P. Koekkoek
P. Koekkoek P. Koekkoek

Ds. P. Koekkoek

Het zijn de donkere dagen voor Kerst. De adventstijd. De tijd dat we in de kerken toeleven naar het Kerstfeest.

De voorbereidingen zijn overal in volle gang. Niet alleen in de kerken. In de winkelstraten zien we ook overal de kerstversieringen verschijnen.

Kerstbomen worden in groten getale ingeslagen. Eerder dan andere jaren, zo vernam ik in de journaals.

Een compensatie voor al die dingen die niet kunnen dit jaar. Geen groot familie-diner. Niet samen naar het restaurant. Geen grote kerstbijeenkomsten in de kerken, of in een sporthal.

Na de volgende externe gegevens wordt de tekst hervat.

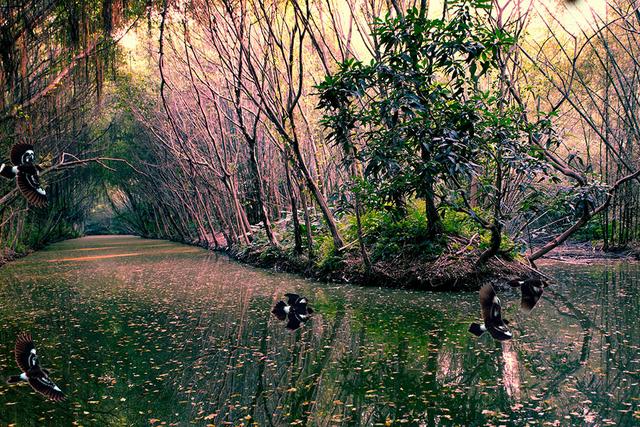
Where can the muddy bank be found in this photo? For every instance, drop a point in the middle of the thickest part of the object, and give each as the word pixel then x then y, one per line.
pixel 587 253
pixel 451 271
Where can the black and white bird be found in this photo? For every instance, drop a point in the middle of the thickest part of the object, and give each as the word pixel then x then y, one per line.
pixel 27 174
pixel 296 311
pixel 32 372
pixel 531 290
pixel 492 316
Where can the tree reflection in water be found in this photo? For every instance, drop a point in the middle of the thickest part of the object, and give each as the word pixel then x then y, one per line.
pixel 181 336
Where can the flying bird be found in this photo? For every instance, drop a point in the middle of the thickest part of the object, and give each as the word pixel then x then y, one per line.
pixel 531 290
pixel 27 174
pixel 296 311
pixel 492 316
pixel 32 372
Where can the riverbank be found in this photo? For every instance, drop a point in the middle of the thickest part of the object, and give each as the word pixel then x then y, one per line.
pixel 452 270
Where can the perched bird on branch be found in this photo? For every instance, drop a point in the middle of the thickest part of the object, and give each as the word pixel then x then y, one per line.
pixel 296 310
pixel 492 316
pixel 27 174
pixel 531 290
pixel 36 376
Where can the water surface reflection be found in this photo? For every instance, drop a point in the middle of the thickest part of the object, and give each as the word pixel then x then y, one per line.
pixel 179 336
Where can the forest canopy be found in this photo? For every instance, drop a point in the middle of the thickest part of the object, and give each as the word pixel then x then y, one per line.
pixel 375 139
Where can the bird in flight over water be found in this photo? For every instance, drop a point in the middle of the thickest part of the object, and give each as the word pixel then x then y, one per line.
pixel 32 372
pixel 492 316
pixel 296 311
pixel 531 290
pixel 27 174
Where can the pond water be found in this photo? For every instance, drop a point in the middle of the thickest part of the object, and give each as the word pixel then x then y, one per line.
pixel 148 332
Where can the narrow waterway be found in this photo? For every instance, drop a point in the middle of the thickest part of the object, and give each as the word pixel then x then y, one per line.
pixel 146 332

Misschien toch nog een paar verruimingen van de corona-regels, maar dat is waar we het mee zullen doen.

De reacties, met name in populaire tv programma’s, lijken er op te wijzen dat er helemaal geen Kerstfeest zal zijn dit jaar.

De meeste mensen hebben begrip voor alle maatregelen, maar ook heerst een gevoel dat er ons veel is ontnomen dit jaar. Dat gevoel gaat niet langs mij heen.

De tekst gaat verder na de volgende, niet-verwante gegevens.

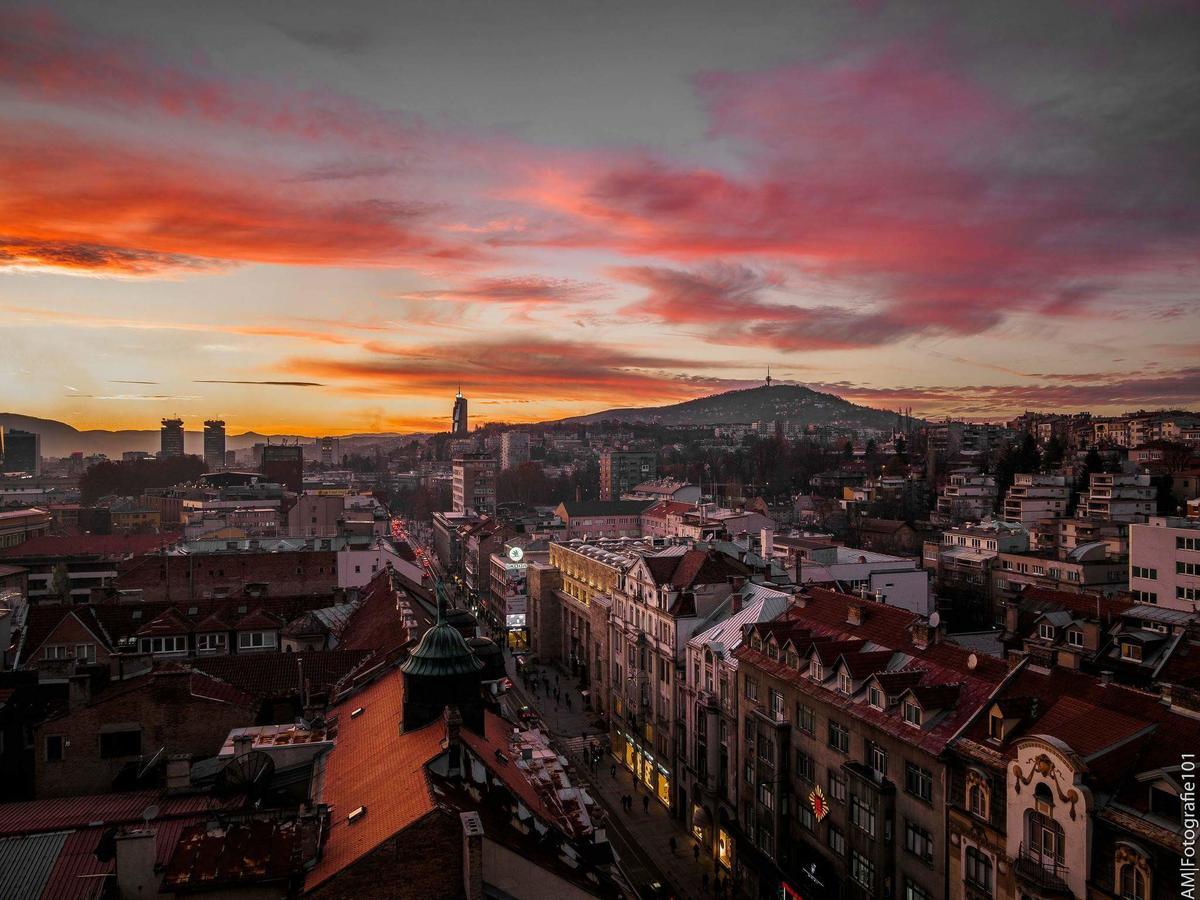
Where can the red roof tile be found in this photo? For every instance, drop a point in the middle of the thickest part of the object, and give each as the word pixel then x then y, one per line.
pixel 377 766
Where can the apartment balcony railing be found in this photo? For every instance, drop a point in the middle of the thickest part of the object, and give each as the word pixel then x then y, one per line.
pixel 1042 870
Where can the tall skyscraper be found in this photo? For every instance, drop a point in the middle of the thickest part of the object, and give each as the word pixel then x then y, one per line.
pixel 621 471
pixel 21 451
pixel 214 443
pixel 172 437
pixel 514 449
pixel 459 421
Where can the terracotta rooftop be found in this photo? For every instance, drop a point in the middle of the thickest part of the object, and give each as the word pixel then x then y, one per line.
pixel 377 767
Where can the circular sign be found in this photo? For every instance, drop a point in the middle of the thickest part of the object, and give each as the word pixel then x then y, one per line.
pixel 819 803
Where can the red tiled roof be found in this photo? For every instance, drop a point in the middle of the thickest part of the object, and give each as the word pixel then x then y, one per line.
pixel 209 856
pixel 277 675
pixel 112 546
pixel 377 766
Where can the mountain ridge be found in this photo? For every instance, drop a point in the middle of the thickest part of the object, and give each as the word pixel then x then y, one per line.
pixel 789 402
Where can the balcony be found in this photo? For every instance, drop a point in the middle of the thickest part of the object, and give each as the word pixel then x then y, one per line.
pixel 1042 870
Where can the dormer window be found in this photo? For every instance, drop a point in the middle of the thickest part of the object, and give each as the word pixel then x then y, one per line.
pixel 912 713
pixel 996 726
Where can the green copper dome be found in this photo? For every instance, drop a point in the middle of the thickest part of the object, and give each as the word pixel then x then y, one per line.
pixel 442 652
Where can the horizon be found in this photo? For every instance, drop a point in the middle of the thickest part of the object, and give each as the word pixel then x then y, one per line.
pixel 315 221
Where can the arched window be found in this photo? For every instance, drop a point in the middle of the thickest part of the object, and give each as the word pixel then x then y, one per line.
pixel 1132 882
pixel 978 869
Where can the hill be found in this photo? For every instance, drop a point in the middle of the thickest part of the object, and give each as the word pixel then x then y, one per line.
pixel 790 402
pixel 63 439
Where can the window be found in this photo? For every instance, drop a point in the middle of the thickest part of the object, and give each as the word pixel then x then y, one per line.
pixel 177 643
pixel 918 781
pixel 837 786
pixel 912 713
pixel 862 814
pixel 1132 882
pixel 978 870
pixel 804 766
pixel 877 759
pixel 996 726
pixel 751 689
pixel 918 841
pixel 210 642
pixel 120 743
pixel 839 737
pixel 54 748
pixel 862 870
pixel 805 719
pixel 255 640
pixel 807 819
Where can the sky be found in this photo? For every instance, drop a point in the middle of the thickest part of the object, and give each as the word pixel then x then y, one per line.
pixel 328 217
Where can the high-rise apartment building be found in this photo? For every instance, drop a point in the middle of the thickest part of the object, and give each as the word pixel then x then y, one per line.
pixel 172 438
pixel 459 420
pixel 283 465
pixel 474 484
pixel 214 443
pixel 514 449
pixel 621 471
pixel 21 451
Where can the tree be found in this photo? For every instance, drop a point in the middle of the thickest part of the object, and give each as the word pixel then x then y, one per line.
pixel 60 582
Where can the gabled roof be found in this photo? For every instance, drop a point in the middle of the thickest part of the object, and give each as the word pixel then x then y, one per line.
pixel 377 767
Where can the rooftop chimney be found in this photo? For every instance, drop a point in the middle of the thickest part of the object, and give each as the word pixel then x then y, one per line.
pixel 135 864
pixel 472 856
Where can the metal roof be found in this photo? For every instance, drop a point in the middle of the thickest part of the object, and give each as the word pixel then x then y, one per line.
pixel 27 863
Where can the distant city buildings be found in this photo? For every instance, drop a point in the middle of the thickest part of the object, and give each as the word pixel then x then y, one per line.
pixel 214 443
pixel 459 418
pixel 514 449
pixel 21 451
pixel 172 438
pixel 622 471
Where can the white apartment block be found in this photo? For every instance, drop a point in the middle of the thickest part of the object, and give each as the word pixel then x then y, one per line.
pixel 1120 498
pixel 1164 562
pixel 967 498
pixel 1033 497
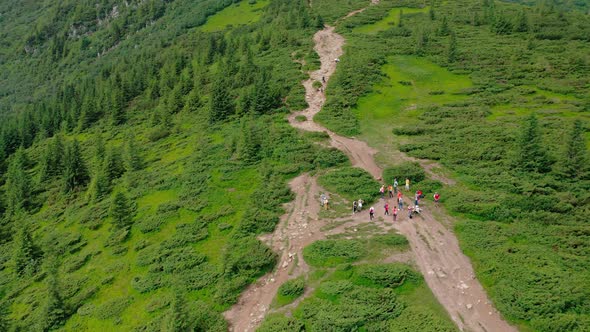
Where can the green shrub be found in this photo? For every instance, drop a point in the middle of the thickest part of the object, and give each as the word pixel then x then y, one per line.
pixel 386 275
pixel 278 322
pixel 352 183
pixel 333 252
pixel 409 131
pixel 410 170
pixel 292 288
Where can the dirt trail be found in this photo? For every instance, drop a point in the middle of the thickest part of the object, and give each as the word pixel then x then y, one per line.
pixel 435 249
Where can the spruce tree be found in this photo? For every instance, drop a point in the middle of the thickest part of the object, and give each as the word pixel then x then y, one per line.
pixel 54 314
pixel 452 49
pixel 444 29
pixel 4 325
pixel 221 103
pixel 75 173
pixel 574 164
pixel 25 254
pixel 532 155
pixel 132 157
pixel 121 210
pixel 18 186
pixel 113 165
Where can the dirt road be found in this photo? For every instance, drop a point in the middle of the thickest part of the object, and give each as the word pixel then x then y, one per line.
pixel 447 271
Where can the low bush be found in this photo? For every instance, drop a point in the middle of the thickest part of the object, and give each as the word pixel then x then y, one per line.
pixel 409 170
pixel 325 253
pixel 352 183
pixel 386 275
pixel 292 288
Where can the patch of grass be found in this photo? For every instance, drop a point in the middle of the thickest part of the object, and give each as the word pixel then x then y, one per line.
pixel 390 20
pixel 241 13
pixel 290 291
pixel 351 183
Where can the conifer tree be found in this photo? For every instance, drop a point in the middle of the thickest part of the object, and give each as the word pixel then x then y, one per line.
pixel 444 29
pixel 452 49
pixel 532 156
pixel 221 105
pixel 75 173
pixel 25 255
pixel 249 142
pixel 54 313
pixel 18 186
pixel 4 325
pixel 522 23
pixel 121 210
pixel 574 164
pixel 132 157
pixel 113 165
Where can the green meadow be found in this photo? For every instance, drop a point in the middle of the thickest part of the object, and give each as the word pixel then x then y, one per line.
pixel 390 20
pixel 241 13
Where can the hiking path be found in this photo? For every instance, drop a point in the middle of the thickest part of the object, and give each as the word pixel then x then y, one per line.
pixel 434 247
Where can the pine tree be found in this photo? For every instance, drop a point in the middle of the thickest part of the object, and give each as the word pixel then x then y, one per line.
pixel 121 210
pixel 25 255
pixel 249 142
pixel 221 105
pixel 99 186
pixel 113 165
pixel 452 49
pixel 18 186
pixel 444 29
pixel 54 313
pixel 75 173
pixel 574 164
pixel 532 156
pixel 4 325
pixel 132 158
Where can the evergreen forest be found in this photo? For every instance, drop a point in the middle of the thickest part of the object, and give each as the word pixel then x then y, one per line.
pixel 145 156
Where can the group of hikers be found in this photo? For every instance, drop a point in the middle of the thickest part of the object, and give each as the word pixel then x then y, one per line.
pixel 392 191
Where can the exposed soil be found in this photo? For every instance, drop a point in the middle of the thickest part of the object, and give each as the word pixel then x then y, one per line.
pixel 434 248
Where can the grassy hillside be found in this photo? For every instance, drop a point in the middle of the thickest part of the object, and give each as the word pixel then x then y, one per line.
pixel 497 94
pixel 133 198
pixel 144 146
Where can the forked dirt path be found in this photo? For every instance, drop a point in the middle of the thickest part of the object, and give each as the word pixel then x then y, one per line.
pixel 435 249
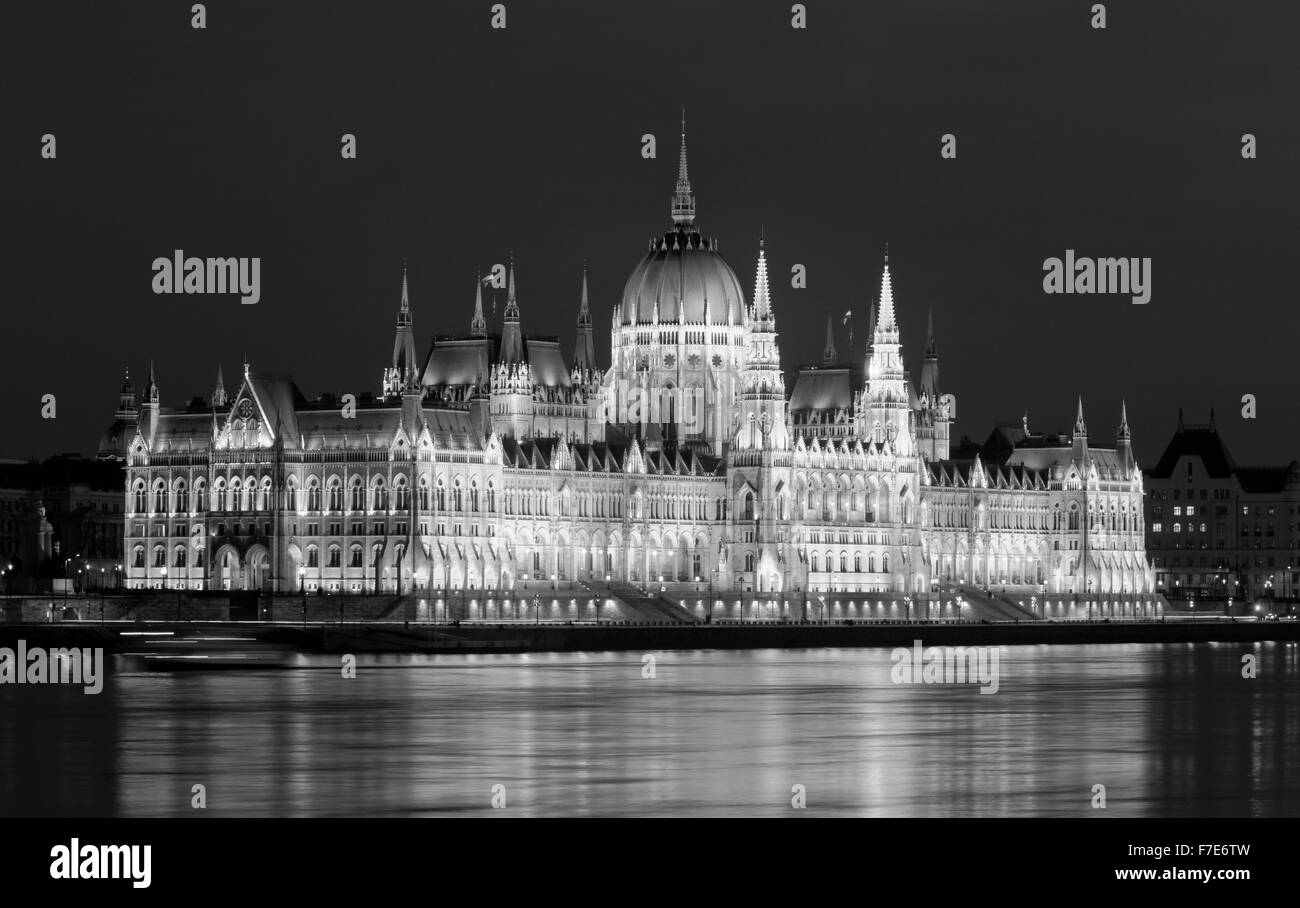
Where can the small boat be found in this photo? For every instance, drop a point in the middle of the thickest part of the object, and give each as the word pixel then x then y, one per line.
pixel 208 653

Kan het zo wel Kerstfeest zijn? Hoe zal het gaan voor die mensen die nu alleen komen te zitten die dagen?

Dan moet ik weer denken aan hoe het ooit begon. In een uithoek van wat toen het Romeinse Rijk was.

Een volkstelling en belastingheffing. Een jong stel dat moet lopen van Nazareth naar Bethlehem.

De vrouw, een meisje nog eigenlijk, hoogzwanger. Een bevalling in een grot. Geen mooie koren, geen gezellige maaltijden, maar de rauwe werkelijkheid van een tijd waarin het grootste deel van de bekende wereld beheerst werd door de

macht van een keizer die zich goddelijk waande.



In die wereld van dwalende, zoekende mensen kwam plotseling een boodschap van vrede en liefde binnen.

Ja hoor, het wordt ook dit jaar Kerstfeest. Anders dan in de jaren hiervoor, maar misschien wel dichter bij hoe het ooit begon.